Xu Beihong was a modern Chinese painter and educator known for his ink and oil paintings. Regarded as one of the Four Great Academy Presidents, Xu was a leading pioneer of modern Chinese art, portraying traditional Chinese subjects while utilising Western painting techniques. His paintings possess a striking sense of structure, light and colour.
Born in 1895, Yixing, Jiangsu, Xu grew up studying poetry and painting with his father Xu Dazhang. In 1916, he enrolled in Fudan University as a French major and travelled to Tokyo to study art. In 1919, Xu won a scholarship from the National High School of Art in Paris, and thus began his extensive education of oil painting and drawing at the École Nationale Supérieure des Beaux-Arts in Paris.

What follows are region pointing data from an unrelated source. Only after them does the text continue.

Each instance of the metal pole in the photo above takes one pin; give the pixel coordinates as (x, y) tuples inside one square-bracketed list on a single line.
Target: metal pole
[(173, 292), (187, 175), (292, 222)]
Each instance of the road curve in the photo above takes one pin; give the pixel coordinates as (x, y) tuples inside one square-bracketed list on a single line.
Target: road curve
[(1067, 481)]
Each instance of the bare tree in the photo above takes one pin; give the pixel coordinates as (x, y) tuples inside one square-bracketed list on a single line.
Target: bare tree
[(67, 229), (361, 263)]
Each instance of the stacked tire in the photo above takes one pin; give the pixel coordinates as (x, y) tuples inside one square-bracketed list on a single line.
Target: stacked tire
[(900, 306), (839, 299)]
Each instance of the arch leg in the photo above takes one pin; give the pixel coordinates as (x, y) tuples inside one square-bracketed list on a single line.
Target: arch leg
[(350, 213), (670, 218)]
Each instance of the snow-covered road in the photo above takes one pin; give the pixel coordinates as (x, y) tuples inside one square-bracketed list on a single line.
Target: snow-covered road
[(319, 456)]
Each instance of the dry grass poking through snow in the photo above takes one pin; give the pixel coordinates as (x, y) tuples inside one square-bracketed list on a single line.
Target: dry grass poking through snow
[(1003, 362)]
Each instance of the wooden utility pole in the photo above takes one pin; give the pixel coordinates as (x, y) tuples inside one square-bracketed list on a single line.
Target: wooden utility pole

Returning from abroad to Shanghai in 1927, Xu began teaching art at Nanguo Fine Arts College. He later took on the role of Dean at the School of Arts in Peking University and began teaching at the National Central University in 1929.
In 1932, Xu held a joint exhibition with Yan Wenliang in Nanjing. His four-metre-long oil painting Tian Heng and His 500 Retainers impressed many in the fields of arts and humanities.
In 1933, Xu began organising exhibitions of Chinese art in countries all around the globe. His influence spread internationally as he brought Chinese art to a wider audience. During World War ll, Xu held exhibitions in Singapore and India, using the profits to support Chinese refugees. He had the opportunity to meet with Rabindranath Tagore and Mahatma Ghandhi in India. His experience inspired the making of the piece The Foolish Man Who Removed the Mountains, a painting capturing the ancient Chinese fable and paying tribute to those who contributed to the construction of the Burma Road.
In 1949, Xu became president of the Central Academy of Fine Arts. As an art educator, he had an immense impact on the modern Chinese art world. He advocated bringing together artistic ideas of the East and West, and emphasised the importance of sketching as grounds for further artistic pursuits. He nurtured group after group of creative, independent artists including Sun Zongwei, Ai Zhongxin, Wu Zuoren, Wang Shikuo and Dai Ze. Xu died in 1953 in Beijing at the age of 58.